От моего вопроса он смутился и замялся перед ответом.
– Тан?
– Пятьсот восемнадцать.
– Когда я уходил, было в три раза больше? – Мое удивленное лицо заставило его закашляться.
– Многие вышли из партии, когда мы похоронили наших товарищей, – за него ответил Костел, который незаметно для всех подошел и встал сзади. – Часть пришла и сдала билеты, часть просто молча сняла повязки и перестала приходить на собрания.
Я скрипнул зубами.
– Ладно, сегодня я заставлю их пожалеть об этом.
Когда кворум собрался, я начал свою речь с хороших новостей, о скорой отмене трудодней и вводе в оборот денег. Поскольку своих денежных средств у нас нет, то будем использовать деньги Шамора, которые, как соседское королевство, имели ход при торговле с гномами. Также, поскольку обязательные трудодни отменяются и мы переходим на заработную плату, которая будет рассчитана совместно с правлением колхоза по степени значимости профессий и их оплаты, то вводится всеобщий ежемесячный налог – тринадцать процентов, который будет выплачиваться с каждой семьи или работника, если он не женат.
Деньги эти пойдут на охрану порядка, организацию бесплатных школ для детей, а также на больницу, деньги на которую раньше выделял я из личной казны. Теперь же все будет платиться с налогов от наших колхозников, при этом для партийцев принятие детей в школы и обслуживание в больнице будет первоочередное, напоследок заключил я.
– Вопросы?
Вопросов было много.

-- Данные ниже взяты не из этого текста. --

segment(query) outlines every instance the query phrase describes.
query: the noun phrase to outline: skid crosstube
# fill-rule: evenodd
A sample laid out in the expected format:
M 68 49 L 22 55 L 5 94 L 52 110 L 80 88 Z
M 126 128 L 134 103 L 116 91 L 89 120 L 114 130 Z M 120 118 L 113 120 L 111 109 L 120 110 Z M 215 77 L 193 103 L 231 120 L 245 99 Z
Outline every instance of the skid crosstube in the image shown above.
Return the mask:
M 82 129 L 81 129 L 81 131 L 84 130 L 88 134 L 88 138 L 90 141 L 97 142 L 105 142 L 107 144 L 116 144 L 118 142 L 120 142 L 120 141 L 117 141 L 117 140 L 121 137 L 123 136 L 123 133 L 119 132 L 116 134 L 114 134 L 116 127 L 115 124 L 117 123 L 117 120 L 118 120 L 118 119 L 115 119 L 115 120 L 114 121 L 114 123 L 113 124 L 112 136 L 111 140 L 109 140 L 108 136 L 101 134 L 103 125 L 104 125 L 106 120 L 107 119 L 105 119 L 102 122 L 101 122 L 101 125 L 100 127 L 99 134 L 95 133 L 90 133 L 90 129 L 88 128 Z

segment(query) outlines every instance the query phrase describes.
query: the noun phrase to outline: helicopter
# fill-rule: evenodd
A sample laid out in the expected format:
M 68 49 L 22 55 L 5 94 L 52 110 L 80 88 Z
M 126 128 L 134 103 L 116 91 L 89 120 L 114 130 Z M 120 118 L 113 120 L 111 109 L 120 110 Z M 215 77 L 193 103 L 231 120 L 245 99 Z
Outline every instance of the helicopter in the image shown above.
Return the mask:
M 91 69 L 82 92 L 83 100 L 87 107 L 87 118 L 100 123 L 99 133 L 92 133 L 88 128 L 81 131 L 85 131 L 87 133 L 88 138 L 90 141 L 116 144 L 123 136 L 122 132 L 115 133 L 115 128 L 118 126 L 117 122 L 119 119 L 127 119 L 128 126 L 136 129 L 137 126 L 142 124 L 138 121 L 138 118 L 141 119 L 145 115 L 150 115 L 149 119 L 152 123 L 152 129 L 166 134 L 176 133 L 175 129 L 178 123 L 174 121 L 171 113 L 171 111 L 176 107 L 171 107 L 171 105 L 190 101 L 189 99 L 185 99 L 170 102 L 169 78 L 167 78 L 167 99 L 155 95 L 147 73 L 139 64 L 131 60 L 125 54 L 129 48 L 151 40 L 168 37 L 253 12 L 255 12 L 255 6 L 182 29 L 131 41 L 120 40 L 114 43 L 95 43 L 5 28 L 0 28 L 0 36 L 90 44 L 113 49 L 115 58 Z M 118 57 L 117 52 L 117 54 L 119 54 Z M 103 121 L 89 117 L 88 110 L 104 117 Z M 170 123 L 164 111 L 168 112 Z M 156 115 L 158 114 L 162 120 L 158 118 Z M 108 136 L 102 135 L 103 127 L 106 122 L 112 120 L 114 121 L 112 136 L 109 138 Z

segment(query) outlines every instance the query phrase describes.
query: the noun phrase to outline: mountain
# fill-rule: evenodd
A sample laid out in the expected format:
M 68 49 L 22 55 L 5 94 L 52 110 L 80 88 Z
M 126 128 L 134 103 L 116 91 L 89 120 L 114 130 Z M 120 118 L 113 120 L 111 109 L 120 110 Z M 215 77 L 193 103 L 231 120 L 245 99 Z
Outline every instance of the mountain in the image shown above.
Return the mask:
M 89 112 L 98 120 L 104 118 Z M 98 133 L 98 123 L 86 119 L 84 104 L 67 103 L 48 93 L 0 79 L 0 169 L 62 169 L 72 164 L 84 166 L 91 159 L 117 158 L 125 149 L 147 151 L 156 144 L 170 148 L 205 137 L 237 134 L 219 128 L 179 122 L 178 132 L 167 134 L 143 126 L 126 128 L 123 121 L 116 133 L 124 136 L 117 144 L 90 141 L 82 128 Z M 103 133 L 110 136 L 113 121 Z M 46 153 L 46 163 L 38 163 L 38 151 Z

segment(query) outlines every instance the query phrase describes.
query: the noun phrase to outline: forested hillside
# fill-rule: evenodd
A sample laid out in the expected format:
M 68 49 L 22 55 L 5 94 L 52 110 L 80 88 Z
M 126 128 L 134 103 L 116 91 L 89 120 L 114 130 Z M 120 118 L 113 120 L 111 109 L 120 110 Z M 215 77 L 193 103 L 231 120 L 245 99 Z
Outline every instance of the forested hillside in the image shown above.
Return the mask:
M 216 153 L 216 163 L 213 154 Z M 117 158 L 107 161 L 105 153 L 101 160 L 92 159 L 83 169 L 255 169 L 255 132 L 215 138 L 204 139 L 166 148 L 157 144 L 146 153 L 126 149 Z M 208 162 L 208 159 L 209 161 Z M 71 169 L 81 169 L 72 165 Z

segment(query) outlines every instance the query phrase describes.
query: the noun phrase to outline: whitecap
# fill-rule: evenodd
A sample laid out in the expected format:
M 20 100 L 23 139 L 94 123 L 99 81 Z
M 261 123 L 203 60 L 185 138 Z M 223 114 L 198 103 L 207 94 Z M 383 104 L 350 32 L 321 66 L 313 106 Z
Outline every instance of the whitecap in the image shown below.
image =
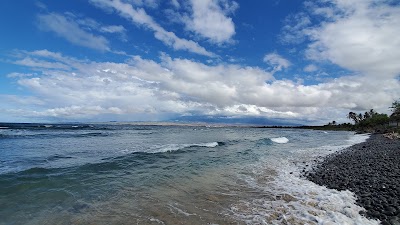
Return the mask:
M 198 144 L 168 144 L 156 147 L 150 150 L 150 153 L 159 153 L 159 152 L 173 152 L 179 151 L 185 148 L 190 147 L 205 147 L 205 148 L 215 148 L 219 144 L 218 142 L 208 142 L 208 143 L 198 143 Z
M 286 137 L 278 137 L 278 138 L 271 138 L 271 141 L 278 144 L 285 144 L 289 142 L 289 139 L 287 139 Z

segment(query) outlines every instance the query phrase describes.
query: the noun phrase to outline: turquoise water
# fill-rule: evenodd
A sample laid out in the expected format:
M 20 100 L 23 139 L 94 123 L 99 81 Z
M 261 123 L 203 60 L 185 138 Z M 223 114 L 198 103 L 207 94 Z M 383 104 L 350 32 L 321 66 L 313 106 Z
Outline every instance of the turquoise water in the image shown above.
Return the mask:
M 376 224 L 301 178 L 350 132 L 1 125 L 0 224 Z M 307 166 L 308 165 L 308 166 Z

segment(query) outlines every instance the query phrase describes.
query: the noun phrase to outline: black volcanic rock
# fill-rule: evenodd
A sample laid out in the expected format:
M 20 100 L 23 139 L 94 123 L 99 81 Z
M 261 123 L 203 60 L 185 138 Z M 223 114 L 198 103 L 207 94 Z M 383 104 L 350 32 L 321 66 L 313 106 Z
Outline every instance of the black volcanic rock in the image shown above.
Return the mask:
M 316 184 L 350 190 L 369 218 L 400 225 L 400 139 L 372 135 L 366 142 L 329 155 L 306 174 Z

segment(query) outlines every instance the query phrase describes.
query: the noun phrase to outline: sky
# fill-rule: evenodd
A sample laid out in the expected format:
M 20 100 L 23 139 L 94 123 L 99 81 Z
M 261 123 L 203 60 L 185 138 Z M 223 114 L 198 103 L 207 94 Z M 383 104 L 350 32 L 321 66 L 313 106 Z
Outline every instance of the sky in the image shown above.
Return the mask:
M 396 0 L 2 0 L 0 121 L 350 122 L 400 98 Z

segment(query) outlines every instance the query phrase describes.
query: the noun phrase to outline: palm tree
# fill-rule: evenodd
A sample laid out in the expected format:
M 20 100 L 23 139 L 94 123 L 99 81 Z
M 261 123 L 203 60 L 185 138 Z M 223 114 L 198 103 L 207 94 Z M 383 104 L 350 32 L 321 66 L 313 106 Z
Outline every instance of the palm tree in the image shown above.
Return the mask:
M 392 103 L 392 115 L 390 115 L 390 119 L 396 121 L 396 127 L 399 127 L 400 122 L 400 100 Z
M 355 124 L 357 124 L 359 122 L 357 113 L 355 113 L 355 112 L 349 112 L 349 115 L 347 115 L 347 118 L 349 118 L 350 120 L 353 120 Z

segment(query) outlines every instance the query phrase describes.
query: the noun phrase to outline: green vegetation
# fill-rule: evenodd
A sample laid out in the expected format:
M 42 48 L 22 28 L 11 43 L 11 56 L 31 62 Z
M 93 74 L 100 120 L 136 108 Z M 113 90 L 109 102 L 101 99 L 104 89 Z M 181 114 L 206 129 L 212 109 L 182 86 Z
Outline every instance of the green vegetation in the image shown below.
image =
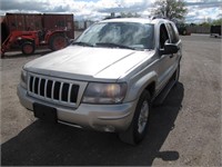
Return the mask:
M 170 20 L 184 20 L 188 13 L 183 0 L 157 0 L 154 7 L 154 14 L 165 17 Z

Взбудораженная моими заявлениями толпа просто засыпала вопросами о дальнейшем устройстве и налогах. Больше всего их возмущала мысль, что, например, мастерство кузнецов уравняют с охотниками и лесорубами, на что я ответил, что никакой уравниловки не будет, зарплата каждой профессии будет сделана по грейдам, предоставленным их же выборными членами правления. Так что все основные вопросы мы обсудим с ними завтра на собрании, а все колхозники могут свои вопросы и предложения вносить сегодня на повестку совещания через них.
«Не одному же мне отдуваться, – резонно подумал я, «подставив» и другие выборные органы своего правления».

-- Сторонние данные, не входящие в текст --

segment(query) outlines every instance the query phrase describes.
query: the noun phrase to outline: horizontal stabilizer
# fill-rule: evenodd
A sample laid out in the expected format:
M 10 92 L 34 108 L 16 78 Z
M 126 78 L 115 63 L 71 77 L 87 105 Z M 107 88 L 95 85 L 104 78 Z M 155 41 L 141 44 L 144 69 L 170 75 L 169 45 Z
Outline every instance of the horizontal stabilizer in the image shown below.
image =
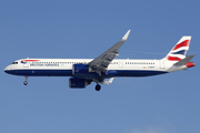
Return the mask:
M 184 65 L 184 64 L 187 64 L 188 62 L 190 62 L 190 60 L 191 60 L 193 57 L 194 57 L 194 55 L 189 55 L 189 57 L 182 59 L 181 61 L 174 63 L 173 65 L 176 65 L 176 66 Z

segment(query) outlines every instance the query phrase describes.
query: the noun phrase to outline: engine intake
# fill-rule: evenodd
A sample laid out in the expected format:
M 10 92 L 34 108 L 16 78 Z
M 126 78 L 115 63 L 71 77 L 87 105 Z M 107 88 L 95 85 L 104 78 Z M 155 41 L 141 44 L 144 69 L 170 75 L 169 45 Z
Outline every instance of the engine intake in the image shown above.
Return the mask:
M 83 89 L 88 84 L 90 84 L 86 79 L 70 78 L 69 79 L 69 88 L 72 89 Z

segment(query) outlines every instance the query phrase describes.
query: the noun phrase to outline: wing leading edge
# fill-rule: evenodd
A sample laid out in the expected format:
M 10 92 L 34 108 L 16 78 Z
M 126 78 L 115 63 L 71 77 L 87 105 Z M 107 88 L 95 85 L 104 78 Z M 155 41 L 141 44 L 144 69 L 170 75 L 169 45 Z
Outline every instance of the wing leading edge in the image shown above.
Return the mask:
M 101 75 L 101 72 L 107 73 L 108 65 L 118 55 L 119 49 L 127 41 L 129 33 L 130 30 L 127 31 L 127 33 L 119 42 L 117 42 L 114 45 L 112 45 L 101 55 L 99 55 L 98 58 L 93 59 L 91 62 L 88 63 L 88 65 L 92 69 L 93 72 L 99 73 L 99 75 Z

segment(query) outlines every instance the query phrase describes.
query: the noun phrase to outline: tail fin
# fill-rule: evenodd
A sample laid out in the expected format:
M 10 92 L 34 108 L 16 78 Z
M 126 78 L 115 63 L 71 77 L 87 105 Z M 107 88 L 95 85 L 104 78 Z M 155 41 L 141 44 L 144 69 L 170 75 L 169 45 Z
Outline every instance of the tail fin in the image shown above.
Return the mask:
M 169 61 L 180 61 L 184 59 L 190 47 L 190 40 L 191 37 L 189 35 L 182 37 L 164 59 Z

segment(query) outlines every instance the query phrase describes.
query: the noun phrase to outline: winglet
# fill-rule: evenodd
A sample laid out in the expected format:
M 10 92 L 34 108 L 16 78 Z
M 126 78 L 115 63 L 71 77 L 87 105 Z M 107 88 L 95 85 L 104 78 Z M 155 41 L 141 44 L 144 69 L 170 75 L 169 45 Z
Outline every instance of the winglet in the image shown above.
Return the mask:
M 114 79 L 114 78 L 111 78 L 109 81 L 104 81 L 103 83 L 107 84 L 107 85 L 109 85 L 110 83 L 112 83 L 113 79 Z
M 131 31 L 131 30 L 128 30 L 128 31 L 127 31 L 127 33 L 123 35 L 122 40 L 126 41 L 126 40 L 128 39 L 130 31 Z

Еще два часа я отвечал и разъяснял вопросы, большую часть ответов придумывал тут же на ходу, поскольку, когда прикидывал изменение уклада колхоза в сторону миниатюрного государства, не предполагал о наличии стольких взаимосвязей. Главное – записать все, что я наговорил, чтобы потом не забыть об грядущих изменениях.
Наконец собрание закончилось, и я вместе со своими близкими друзьями отправился к своему домику. Они терпеливо ждали, пока я помоюсь и приведу себя в надлежащий вид. Когда я появился и уселся за стол, на котором меня ждало скворчащее на сковороде мясо и одуряюще пахнущий свежий хлеб, они оживились.
– Ладно, спрашивайте, – махнул я рукой, принявшись за еду, – вижу, что не дадите спокойно поесть.
– Смотри, а наш мальчик вырос, – хмыкнул Дарин, – нас ни во что не ставит, «спрашивайте» говорит.
– Не знаю, как ты, но я на тренировку с ним много чего придумал, – кровожадно отозвался нубиец, вызвав во мне дрожь.
– Да уж, – разом погрустнел гном. – А я чему мастера клинков научу?
– Кстати, об этом. – Я сорвался с места, бросив еду, и взял свой баул, достав оттуда две вставные металлические части для протезов Дарина: ручник и щипцы, которые тот использовал, работая в кузне. Вернувшись, я протянул их ему.
– Не легендарное оружие, но, думаю, мастер, вам понравится.